Closed Juke34 closed 4 years ago

Juke34 commented 4 years ago

On the common protocol to train snap is through MAKER annotation pipeline. They provide a script called maker2zff. Looking at their script I realise that they use only the CDS coordinates to create Esngl, Einit, Eterm, Exon, zff features. What would be your recommendation to better train snap? Using CDS only is enough? Can we use exons only? I checked zoeFeature.h, what about the other features?

Would I get a better training if I provide a zff file with Intron, UTR5, UTR3, Acceptor, Donor, Start, Stop, etc features? Maybe most of them are compute automatically while training (i.e. start, stop, Acceptor, Donor can be deduced by exon coordinates... )

maker2zff defines Esngl, Einit, Eterm, Exon zff features based on CDS gff features, would I get a better training if I define Esngl, Einit, Eterm, Exon based on Exon gff feature and add Coding zff feature to specify which part of the exon is coding?

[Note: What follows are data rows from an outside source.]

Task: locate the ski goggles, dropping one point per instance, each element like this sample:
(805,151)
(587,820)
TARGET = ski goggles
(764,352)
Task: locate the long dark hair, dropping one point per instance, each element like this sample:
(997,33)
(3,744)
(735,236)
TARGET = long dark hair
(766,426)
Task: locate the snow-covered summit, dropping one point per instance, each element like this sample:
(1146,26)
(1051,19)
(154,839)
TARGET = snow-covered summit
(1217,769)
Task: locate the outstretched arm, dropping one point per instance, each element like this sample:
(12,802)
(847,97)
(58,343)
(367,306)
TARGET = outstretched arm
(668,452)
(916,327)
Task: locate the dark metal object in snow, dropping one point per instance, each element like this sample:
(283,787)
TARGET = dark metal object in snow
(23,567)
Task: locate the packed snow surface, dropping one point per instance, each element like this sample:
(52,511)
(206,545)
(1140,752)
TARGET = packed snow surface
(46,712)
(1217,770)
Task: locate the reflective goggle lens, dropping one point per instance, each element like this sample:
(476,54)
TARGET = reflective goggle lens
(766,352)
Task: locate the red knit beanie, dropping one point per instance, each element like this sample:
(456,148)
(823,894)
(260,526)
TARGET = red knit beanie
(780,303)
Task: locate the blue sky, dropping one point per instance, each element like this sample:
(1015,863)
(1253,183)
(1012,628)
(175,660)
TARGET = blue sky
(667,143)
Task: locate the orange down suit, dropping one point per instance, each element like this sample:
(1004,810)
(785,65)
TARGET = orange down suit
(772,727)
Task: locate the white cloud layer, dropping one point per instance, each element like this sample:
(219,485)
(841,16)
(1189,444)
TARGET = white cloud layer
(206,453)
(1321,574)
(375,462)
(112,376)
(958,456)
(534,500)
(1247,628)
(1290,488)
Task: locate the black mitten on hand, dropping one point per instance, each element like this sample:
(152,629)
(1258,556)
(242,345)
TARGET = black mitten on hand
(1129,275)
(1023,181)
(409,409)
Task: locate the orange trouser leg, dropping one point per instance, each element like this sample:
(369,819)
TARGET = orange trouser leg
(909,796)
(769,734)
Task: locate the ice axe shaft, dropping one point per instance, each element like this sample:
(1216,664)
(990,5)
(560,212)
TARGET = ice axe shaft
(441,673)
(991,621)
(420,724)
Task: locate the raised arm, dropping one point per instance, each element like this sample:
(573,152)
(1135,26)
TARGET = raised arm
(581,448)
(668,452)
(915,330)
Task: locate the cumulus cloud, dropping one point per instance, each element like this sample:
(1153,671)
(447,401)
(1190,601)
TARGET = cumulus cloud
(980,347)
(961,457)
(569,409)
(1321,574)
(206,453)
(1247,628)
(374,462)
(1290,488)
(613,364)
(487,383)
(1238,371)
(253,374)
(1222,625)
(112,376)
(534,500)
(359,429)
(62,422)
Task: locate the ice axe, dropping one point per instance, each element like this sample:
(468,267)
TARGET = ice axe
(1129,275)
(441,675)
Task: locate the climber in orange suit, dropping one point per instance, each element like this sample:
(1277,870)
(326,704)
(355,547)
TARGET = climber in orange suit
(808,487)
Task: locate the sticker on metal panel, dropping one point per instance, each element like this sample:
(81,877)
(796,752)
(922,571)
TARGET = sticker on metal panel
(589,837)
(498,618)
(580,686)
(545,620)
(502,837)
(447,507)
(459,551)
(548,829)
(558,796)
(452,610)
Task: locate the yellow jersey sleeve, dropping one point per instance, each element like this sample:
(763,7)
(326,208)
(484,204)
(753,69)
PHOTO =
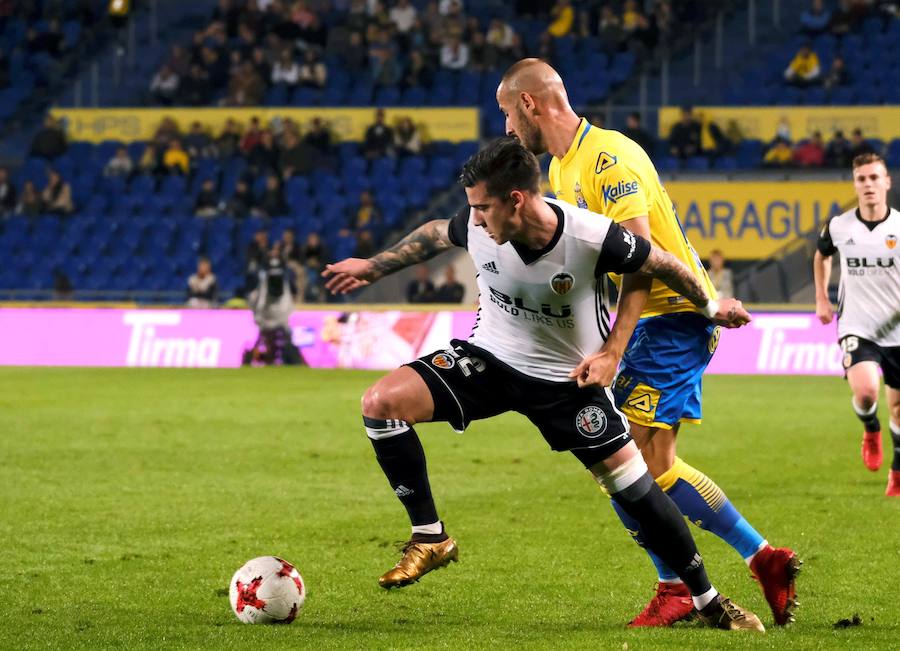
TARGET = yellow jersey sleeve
(618,189)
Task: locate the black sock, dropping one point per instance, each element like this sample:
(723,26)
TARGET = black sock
(870,422)
(895,437)
(664,531)
(403,461)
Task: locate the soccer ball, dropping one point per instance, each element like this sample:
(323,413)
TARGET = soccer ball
(267,590)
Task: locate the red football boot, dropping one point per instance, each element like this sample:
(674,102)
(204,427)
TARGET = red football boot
(776,570)
(893,489)
(671,603)
(871,449)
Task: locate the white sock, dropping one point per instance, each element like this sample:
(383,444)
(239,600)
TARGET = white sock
(863,413)
(433,528)
(763,544)
(703,600)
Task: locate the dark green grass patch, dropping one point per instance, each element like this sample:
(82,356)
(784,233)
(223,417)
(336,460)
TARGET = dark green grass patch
(129,497)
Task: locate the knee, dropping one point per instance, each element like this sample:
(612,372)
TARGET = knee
(380,402)
(659,454)
(866,397)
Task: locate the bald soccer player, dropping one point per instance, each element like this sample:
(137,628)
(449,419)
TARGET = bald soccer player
(660,343)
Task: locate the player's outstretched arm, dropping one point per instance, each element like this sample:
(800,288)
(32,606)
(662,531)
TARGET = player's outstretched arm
(422,244)
(821,274)
(728,312)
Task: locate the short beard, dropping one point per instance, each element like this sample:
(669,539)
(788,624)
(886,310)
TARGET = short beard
(530,137)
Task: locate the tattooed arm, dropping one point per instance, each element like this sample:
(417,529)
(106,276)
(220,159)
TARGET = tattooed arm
(422,244)
(674,273)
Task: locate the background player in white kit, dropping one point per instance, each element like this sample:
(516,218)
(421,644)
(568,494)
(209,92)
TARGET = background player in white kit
(868,303)
(542,283)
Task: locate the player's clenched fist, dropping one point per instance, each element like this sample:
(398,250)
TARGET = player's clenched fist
(731,313)
(348,275)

iankorf commented 4 years ago

CDS. SNAP doesn't really model the non-coding parts.

On Mar 17, 2020, at 3:17 AM, Jacques Dainat notifications@github.com wrote:

On the common protocol to train snap is through MAKER annotation pipeline. The provide a script called maker2zff. Looking at their script I realise that instead to use the exons coordinates they use the CDS coordinates. What would be your recommendation to better train snap? using CDS or exons?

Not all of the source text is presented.